1.2 Milieu du XIX e siècle : la construction de la gouvernementalité par les sous-sols

1.2.3 L’invention de l’ingénieur

1.2.3.2 Darcy, Ingénieur Savant ?

Henry Darcy entre à Polytechnique en 1821, à l’école des Ponts et Chaussées en 1823. À sa sortie, il est affecté au département du Jura puis rapidement transféré à Dijon. La Révolution de 1848 le force à quitter la ville. Outre des activités de supervision de circonscription, il exerce un temps en qualité de directeur du service de l’eau et des pavages à Paris. Il retourne à Dijon en 1855 mais est déchargé de ses fonctions la même année pour raisons de santé. On lui laisse cependant la possibilité de poursuivre

52 ses recherches, bénéficiant pour cela de l’aide d’autres ingénieurs des Pons et Chaussées. Notamment Bazin, qui l’assiste dans ses travaux portant sur l’écoulement des eaux dans les canaux et les poursuivra après la mort de Darcy en 1858 (Zerner, 2011).

L’œuvre de Darcy est à la fois celle d’un ingénieur et d’un scientifique. Darcy n’est pas le plus célèbre des anciens élèves de Polytechnique de la première moitié du XIXe siècle à s’intéresser aux eaux souterraines (Belhoste & Chatzis, 2007). Moins connu que François Arago, son apport à la discipline demeure plus important. À l’origine des travaux de dérivation pour alimenter Dijon en eau potable, c’est dans cette ville que Darcy formule mathématiquement la loi d’hydrodynamique en milieu poreux qui porte son nom, à partir d’expérimentations sur la filtration. Dans son traité publié en 1856, Les

Fontaines publiques de la Ville de Dijon, Darcy démontre que la perte de charge est proportionnelle au

débit, et non, comme on le pensait communément, à sa racine carrée. Les travaux de Zerner nous permettent d’avoir une connaissance assez précise de la carrière de Darcy et de recherches : « la ville

de Dijon doit aussi à Darcy […] son système d’alimentation en eau. L’ingénieur a publié un livre monumental exposant les études qu’il a faites à cet effet, Les fontaines publiques de la ville de Dijon.
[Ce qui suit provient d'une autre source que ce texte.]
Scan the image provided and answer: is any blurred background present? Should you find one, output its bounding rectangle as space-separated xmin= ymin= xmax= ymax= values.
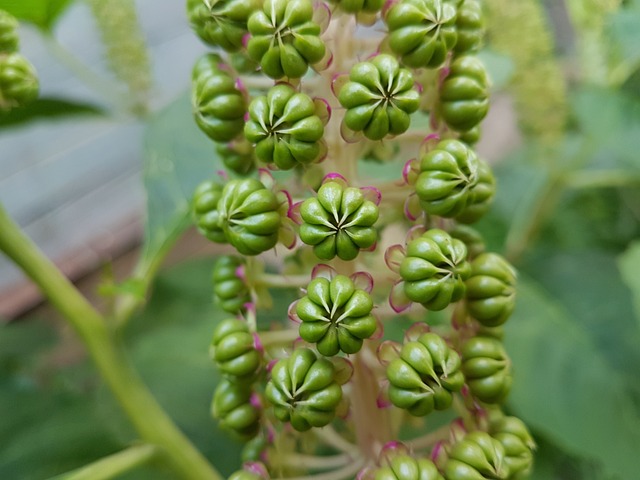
xmin=0 ymin=0 xmax=640 ymax=480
C’est un ouvrage souvent cité, et sûrement beaucoup moins lu, par les ingénieurs d’aujourd’hui parce qu’on y trouve exposée pour la première fois la loi de Darcy. Celle-ci régit l’écoulement de l’eau à travers le sable, et plus généralement celui d’un fluide à travers un milieu poreux. Elle possède de multiples applications techniques, en hydraulique bien sûr, mais aussi pour l’extraction du pétrole ».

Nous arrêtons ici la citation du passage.